Em junho do ano passado, o advogado André Barros, Mestre em Ciências Penais e Secretário-Geral da Comissão de Direitos Humanos da OAB/RJ, conversava com amigos na Lapa quando viu um jovem ser detido por portar uma pequena quantidade de maconha. Diante da hostilidade dos PMs, André decidiu acompanhar o rapaz até a delegacia. Desse momento em diante, várias arbitrariedades foram pontuadas pelo advogado em artigo publicado no ‘Smoke Buddies’. Ele começa descrevendo as instalações da delegacia da OLP:
— A entrada da repartição fica na parede lateral da antiga delegacia, no meio de um estacionamento. Um local escondido, com uma entrada sinistra, sem qualquer indicação de repartição policial. Atravessamos um local em forma de porta, que dava para uma espécie de porão, buraco, calabouço, onde sem dúvida ninguém da rua poderia escutar nem ver nada do que acontece lá dentro. Em respeito aos direitos humanos, essa extensão da 5ª DP deve ser desativada imediatamente — descreve.
Segundo relatos de moradores do bairro, os moradores de rua são alvos preferenciais para os policiais da OLP. A estratégia é prender, cercar e intimidar a população de rua repetidas vezes até que ela se canse e migre para outra marquise em outra região. André conta o caso de uma dessas pessoas presas mais de uma vez pelo ‘Lapa Presente’.
— Vimos um adulto pobre e negro gritar por quase uma hora sobre o direito de ir e vir, dizendo que tinha sido levado pela décima vez ao local.

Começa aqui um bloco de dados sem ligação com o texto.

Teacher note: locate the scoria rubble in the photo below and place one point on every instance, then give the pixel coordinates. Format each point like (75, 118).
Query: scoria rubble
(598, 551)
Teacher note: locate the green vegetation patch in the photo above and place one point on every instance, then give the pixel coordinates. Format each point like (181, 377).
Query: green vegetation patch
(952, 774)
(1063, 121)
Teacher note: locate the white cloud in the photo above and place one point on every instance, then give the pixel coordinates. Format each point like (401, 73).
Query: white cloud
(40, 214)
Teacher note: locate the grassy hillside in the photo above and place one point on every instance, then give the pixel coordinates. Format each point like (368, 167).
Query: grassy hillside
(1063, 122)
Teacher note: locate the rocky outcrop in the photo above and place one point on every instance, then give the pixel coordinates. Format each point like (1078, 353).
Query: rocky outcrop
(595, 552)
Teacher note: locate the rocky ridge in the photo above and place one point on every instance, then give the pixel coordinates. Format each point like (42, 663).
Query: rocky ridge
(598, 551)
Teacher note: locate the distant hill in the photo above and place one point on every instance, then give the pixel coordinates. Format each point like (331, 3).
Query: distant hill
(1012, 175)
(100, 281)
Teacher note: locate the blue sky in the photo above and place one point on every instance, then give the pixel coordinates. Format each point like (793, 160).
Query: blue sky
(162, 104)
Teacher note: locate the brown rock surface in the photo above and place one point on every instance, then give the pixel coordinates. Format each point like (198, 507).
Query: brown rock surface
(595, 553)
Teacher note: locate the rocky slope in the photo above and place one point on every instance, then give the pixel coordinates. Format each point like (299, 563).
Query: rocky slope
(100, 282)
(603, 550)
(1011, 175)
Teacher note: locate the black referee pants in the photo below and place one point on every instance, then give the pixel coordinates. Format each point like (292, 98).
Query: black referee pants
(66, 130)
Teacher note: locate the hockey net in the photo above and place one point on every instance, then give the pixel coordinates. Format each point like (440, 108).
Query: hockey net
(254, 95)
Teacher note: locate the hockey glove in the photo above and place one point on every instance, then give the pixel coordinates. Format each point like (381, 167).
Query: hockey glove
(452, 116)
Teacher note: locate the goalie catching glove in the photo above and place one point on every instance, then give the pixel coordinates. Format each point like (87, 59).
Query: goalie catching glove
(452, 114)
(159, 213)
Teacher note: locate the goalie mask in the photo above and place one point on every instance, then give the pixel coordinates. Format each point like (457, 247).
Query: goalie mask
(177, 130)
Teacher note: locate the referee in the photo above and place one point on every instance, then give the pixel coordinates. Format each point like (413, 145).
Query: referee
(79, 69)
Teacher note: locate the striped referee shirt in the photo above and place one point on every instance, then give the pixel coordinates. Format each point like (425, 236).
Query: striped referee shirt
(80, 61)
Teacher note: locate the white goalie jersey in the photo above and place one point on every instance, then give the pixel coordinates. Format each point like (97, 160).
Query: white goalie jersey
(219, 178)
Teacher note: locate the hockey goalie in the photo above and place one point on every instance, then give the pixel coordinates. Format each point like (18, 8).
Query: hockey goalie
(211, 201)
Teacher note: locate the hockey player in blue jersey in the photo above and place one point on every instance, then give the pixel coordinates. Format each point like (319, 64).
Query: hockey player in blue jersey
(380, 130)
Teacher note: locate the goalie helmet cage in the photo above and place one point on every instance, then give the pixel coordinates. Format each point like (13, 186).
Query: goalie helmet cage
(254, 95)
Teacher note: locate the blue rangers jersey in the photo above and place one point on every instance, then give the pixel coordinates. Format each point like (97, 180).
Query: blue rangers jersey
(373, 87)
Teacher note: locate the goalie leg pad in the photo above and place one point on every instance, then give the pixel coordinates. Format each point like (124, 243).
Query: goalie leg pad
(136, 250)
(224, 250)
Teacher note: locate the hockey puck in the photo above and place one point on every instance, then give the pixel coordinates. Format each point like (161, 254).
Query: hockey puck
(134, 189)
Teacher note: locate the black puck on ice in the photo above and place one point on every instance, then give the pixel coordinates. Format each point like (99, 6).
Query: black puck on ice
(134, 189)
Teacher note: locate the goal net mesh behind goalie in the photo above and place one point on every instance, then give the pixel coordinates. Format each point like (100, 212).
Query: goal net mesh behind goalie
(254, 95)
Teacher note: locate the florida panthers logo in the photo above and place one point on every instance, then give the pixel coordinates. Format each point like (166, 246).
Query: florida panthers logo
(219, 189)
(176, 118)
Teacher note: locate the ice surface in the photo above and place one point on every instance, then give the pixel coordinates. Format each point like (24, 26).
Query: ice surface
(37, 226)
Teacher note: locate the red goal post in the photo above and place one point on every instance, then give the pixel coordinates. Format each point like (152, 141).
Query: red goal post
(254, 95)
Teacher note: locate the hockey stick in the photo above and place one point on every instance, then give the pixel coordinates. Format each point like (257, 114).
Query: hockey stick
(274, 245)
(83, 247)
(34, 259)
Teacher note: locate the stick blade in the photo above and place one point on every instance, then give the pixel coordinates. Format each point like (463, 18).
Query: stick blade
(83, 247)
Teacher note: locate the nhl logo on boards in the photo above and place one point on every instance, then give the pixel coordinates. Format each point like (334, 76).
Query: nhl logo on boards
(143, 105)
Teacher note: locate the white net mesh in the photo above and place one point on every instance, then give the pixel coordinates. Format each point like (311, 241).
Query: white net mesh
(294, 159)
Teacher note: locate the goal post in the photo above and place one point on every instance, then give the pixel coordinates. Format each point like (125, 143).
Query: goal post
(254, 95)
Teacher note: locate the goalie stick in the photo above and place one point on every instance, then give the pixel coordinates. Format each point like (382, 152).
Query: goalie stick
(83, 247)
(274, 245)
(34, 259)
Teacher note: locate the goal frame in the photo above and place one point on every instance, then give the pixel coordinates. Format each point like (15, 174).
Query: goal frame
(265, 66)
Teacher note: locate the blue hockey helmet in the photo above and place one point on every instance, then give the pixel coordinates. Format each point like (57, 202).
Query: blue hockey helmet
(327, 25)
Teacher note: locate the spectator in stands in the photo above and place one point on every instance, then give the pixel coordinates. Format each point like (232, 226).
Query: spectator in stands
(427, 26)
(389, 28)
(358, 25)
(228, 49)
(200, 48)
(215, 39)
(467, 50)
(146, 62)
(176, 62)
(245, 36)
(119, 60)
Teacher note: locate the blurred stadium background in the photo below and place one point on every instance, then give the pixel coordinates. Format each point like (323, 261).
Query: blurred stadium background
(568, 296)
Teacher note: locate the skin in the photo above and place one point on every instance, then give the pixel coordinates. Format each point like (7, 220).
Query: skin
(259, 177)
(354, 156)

Ele estava sem documento, afirmava que tinha gastado seu dinheiro com bebida e não tinha feito nada demais, portanto, não poderia ter sido detido — explica.
— Não é todo morador de rua que rouba. Tem muita gente morando na rua e dizer que todo esse povo rouba para sobreviver é mentira. Eu por exemplo, cato latinha. Mas eles acham que nós somos todos bandidos. Eu fico aqui na minha, puxando tiner porque faz passar o frio e a fome. Fico aqui onde tem pouca gente porque não quero incomodar ninguém. Mas eles vêm aqui, agarram a gente, levam a gente para a delegacia, ameaçam, dizem que vão matar a gente, que não querem mais ver a gente ali. Isso quando eles não vem com o Choque de Ordem e levam todo mundo para Santa Cruz, para cozinhar no abrigo — relata um morador de rua a nossa reportagem enquanto repousava próximo aos arcos da Lapa.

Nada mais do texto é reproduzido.